In the announcement, an AT&T executive says that the carrier will be combining the 2G GSM and EDGE networks operated by both carriers into one. AT&T would then try to use T-Mobile’s 1700 MHz AWS spectrum for 4G LTE services, in addition to its own 700 MHz spectrum, the latter of which is the same radio frequency (RF) that rival Verizon Wireless is aggressively rolling out 4G LTE on as well. For 3G, and presumably for 4G HSPA+ technology, AT&T would migrate T-Mobile customers to its own 1900 MHz spectrum.
The migration of customers to AT&T’s network could take anywhere as little as a year in areas where the carrier has ample spectrum to as long as two years in locations where AT&T has limited 1900 MHz spectrum. AT&T says that it will try to migrate AT&T’s 2G customers to 3G services.
As a result of trying to shift T-Mobile customers to different spectrum for 3G–from 1700 and 2100 MHz AWS spectrum to 1900 MHz–customers on T-Mobile will need to buy new smartphones for 3G data access. This has been previously reported and cautioned by AT&T in the past, though AT&T didn’t say if it would heavily subsidize new 3G handsets as a measure of goodwill. Additionally, there are still a number of T-Mobile exclusive smartphone handsets, including the LG G2x, the T-Mobile G2, myTouch 4G, and the Sidekick 4G; it’s unclear if AT&T will work with those handset manufacturers to port those flagship lines after the merger, or kill off those devices in favor of its existing devices for 3G/4G HSPA+ services.
What AT&T did not mention is what it intends on doing with T-Mobile’s 2100 MHz AWS spectrum since T-Mobile operates dual-channels on the 1700 and 2100 MHz RF–one for uplink and one for downlink.
The acquisition, which Sprint and a number of regional and local carriers are opposing saying that it will stifle competition and innovation, is valued at $39 billion, but will cost AT&T $6 billion in payout to T-Mobile if the deal fails to pass regulatory approval–either way, it’s an expensive proposition.
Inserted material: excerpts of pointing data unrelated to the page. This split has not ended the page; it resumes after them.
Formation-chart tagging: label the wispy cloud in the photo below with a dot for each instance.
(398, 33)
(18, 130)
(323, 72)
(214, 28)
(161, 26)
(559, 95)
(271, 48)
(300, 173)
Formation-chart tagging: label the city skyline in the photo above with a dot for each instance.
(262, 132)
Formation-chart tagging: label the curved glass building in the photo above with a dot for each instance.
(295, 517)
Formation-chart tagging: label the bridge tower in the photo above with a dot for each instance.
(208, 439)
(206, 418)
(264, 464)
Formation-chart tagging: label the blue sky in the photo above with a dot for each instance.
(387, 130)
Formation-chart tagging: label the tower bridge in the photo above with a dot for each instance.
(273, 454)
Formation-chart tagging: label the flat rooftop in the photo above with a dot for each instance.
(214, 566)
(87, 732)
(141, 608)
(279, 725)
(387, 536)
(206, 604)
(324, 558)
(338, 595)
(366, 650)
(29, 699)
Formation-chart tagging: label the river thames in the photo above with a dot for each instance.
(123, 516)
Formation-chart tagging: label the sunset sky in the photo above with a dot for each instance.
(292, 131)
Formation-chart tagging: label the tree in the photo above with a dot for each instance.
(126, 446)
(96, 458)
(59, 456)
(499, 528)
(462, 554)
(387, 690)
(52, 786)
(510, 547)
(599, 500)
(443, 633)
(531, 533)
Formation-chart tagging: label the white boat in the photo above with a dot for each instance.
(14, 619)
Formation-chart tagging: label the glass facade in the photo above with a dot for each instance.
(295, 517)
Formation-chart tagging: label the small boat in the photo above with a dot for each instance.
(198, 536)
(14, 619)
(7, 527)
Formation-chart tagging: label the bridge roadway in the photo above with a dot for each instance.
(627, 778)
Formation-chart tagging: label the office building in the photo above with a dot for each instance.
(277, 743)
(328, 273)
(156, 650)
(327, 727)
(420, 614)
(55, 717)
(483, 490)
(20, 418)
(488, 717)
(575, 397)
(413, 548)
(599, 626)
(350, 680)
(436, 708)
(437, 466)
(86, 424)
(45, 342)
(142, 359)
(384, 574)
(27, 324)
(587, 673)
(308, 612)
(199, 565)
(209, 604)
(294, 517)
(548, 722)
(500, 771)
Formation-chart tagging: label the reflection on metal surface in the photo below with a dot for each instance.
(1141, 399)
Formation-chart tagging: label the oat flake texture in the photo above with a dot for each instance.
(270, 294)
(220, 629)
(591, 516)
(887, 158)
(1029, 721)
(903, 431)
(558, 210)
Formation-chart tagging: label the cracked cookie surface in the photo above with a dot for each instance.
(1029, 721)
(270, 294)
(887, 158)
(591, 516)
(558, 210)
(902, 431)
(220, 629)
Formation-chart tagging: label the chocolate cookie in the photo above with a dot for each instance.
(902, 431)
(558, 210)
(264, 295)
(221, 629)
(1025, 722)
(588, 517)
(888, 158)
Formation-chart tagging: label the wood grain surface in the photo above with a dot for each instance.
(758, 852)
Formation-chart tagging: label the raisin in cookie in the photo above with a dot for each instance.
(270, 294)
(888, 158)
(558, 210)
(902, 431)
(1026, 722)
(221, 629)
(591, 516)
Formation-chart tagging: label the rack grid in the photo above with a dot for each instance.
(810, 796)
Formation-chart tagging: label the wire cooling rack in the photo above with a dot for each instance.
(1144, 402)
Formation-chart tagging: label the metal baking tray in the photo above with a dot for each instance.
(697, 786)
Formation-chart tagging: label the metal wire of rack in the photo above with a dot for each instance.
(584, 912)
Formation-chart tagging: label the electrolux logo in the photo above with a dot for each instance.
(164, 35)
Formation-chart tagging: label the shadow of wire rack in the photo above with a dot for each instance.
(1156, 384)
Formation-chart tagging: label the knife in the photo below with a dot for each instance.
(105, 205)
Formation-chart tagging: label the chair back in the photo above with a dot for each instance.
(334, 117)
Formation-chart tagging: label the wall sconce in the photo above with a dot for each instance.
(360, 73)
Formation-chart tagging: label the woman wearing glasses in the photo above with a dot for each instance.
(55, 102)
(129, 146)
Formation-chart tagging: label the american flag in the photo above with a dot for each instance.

Both AT&T and T-Mobile are relying currently on HSPA+ to deliver 4G speeds. At the moment, T-Mobile doesn’t have any plans beyond HSPA+ for 4G, though the carrier recently announced that it has enhanced speeds to 42 Mbps on the downlink side in 55 markets in the U.S. Through the merger, AT&T argues that T-Mobile would have the opportunity to have a pathway for LTE.
Rival carriers like Sprint and many rural and regional carriers are arguing that AT&T’s argument that it needs spectrum to deliver 4G LTE is not valid as the carrier still has a number of unused spectrum that can still be used for 4G LTE delivery. Though the carrier still hasn’t formally announced how its network will perform, except to say that it will be “consistent with those that have been given by the top competitors.”
Recently, GigaOM was given a preview to 4G LTE speeds on AT&T’s test center in Texas, and the site reported that it had clocked speeds that AT&T claims are reflective of real-world speeds, and not the theoretical 42 Mbps speeds claimed by T-Mobile, of about 28 Mbps on the download side and about 10 Mbps on the upload side. Given that AT&T’s statement about speeds being consistent with top competitors, it’s unclear how 4G LTE will impact both its current and its acquired T-Mobile customer base when that happens as Verizon is quoting speeds of 6-12 Mbps on the download side and 2-5 Mbps on the upload side, considerably less than AT&T’s tested speeds; Verizon’s speeds in real world performance often exceeds, though matches, what it has quoted.
There are still yet a lot of details and information that the public needs to and can still find out before the deal closes.